Oleh : Dudung Nurullah Koswara
(Praktisi Pendidikan)

Hidup adalah sebuah perjalanan yang diperjalankan oleh_Nya. Sejak kapan? Sejak ruh_Nya ditiupkan pada kita Sang Manusia. Hidup dimulai bukan saat kita dilahirkan dari rahim Sang Ibu ter_love, melainkan saat ruh_Nya ditiupkan.

Nasab kita hakekatnya bukan dengan kedua orangtua, melainkan pada_Nya. Gen dan sifat sifat kedua orangtua bisa identik dengan karakter kita. Namun “gen sebenarnya” adalah gen rahman rahim dari sifatnya Allah.

Asbab akal pikiran, egoisme dan lingkungan, kita berubah menjadi manusia sebagaimana umumnya. Padahal sejatinya manusia adalah “bernasab” hanya kepada_Nya. Ruh_Nya menginjeksikan rahman rahim. Kesadaran memahami itu, asbab emosi pikiran dan egosime lupa, terlupakan.

Kita hidup dari Allah, bersama Allah dan kembali kepada Allah. KH HM Rasjidi mengatakan “Kita lahir dari rahmat Allah, hidup mencari rahmat Allah dan kembali pada rahmat Allah”. Allah_nya melekat pada kita, sejak ruh_Nya ditiupkan. Kita adalah “serpihan” cahaya_Nya.

Allah lah jodoh kita sebenarnya bukan yang lain. Jodoh selain Allah akan “berlalu”. Bahkan selama 9 bulan kita “berjodoh” dengan Sang Ibu Kandung, akhirnya lepas dan berlalu keluar, dilahirkan. Lahir adalah keterpisahan dengan Sang Ibu.

Bahkan ibu kita ter_love pun berlalu, meningalkan kita. Rasa sayang dan cinta kepada kedua orangtua tak bisa menghalanginya untuk berlalu, berpisah, jodoh kebersamaan dengan kita berakhir. Semua hal yang pernah “berjodoh” dengan kita akan berlalu.

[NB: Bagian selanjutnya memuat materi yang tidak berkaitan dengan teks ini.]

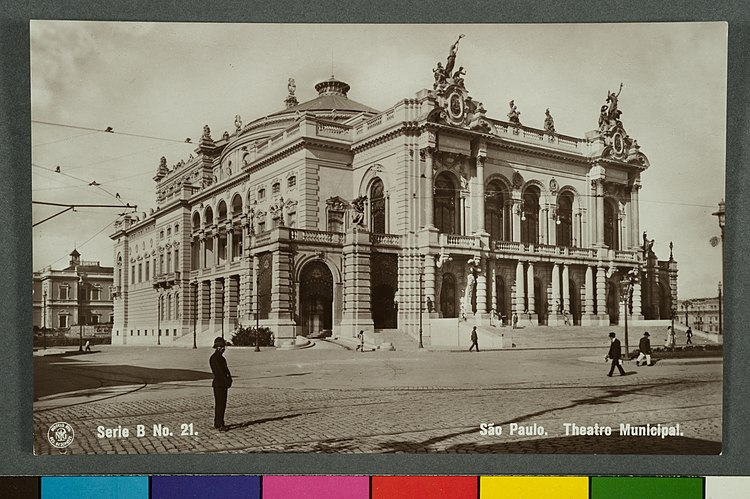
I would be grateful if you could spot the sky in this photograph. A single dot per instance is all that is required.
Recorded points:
(157, 84)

Istilah jodoh sangat identik dengan pasangan hidup, suami atau istri. Padahal jodoh pun bisa diartikan liat KBBI sebagai pasangan hidup bukan melulu manusia dalam bentuk suami/istri. Pasangan identik dengan realitas kebersamaan dengan kita, apa pun.

Apapun yang pernah bersama kita adalah bagian dari realitas jodoh. Ungkapan “Kita berjodoh dalam sebuah acara, mungkin Allah takdirkan ini”. Berjodoh artinya realitas pertemuan kita dengan apa yang kita temui dan alami.

Ungkapan “Jodoh Pasti Berlalu” adalah ungkapan yang belum ada di google atau AI. Ungkapan populer adalah “Jodoh Pasti Bertemu”, ini sangat mainstream. Bahkan Afgan menyanyikannya. Jodoh pasti bertemu dan pasti berlalu, faktanya demikian,

Hanya dengan_Nya, kita tidak akan berlalu. Badai pasti berlalu, jodoh pun pasti berlalu. Kecuali dengan_Nya tidak ada keberlaluan, abadi, karena kita semua ada dalam Dia. Dia yang maha melekat dan tak terpisahkan.

Suami, anak, istri dan segala hal yang pernah berjodoh dengan kita akan berlalu. Harta, tahta, wanita, semua hal yang pernah berjodoh dengan kiita akan berlalu. Hanya Allah yang maha love yang tidak akan berlalu.

Badan kita ini pun adalah jodoh jiwa kita. Jodoh nyawa kita ada di badan kita. Badan kita telah menjadi jodoh chasing, cangkang dari ruh nyawa kita. Badan kita ini lah yang terakhir berpisah dengan kita. Jodoh terakhir yang berlalu dari kita adalah badan kita, saat berpisah dengan ruh.

Jodoh Pasti Berlalu, Hanya Allah Yang Tidak Akan Pernah Berlalu. Semua yang ada pada hakekatnya adalah halu, realitas halu. Hanya Allah yang kekal, ibarat hukum kekekalan energi, tak dapat diciptakan dan tak dapat dimusnahkan. Jodoh selain Ia akan musnah.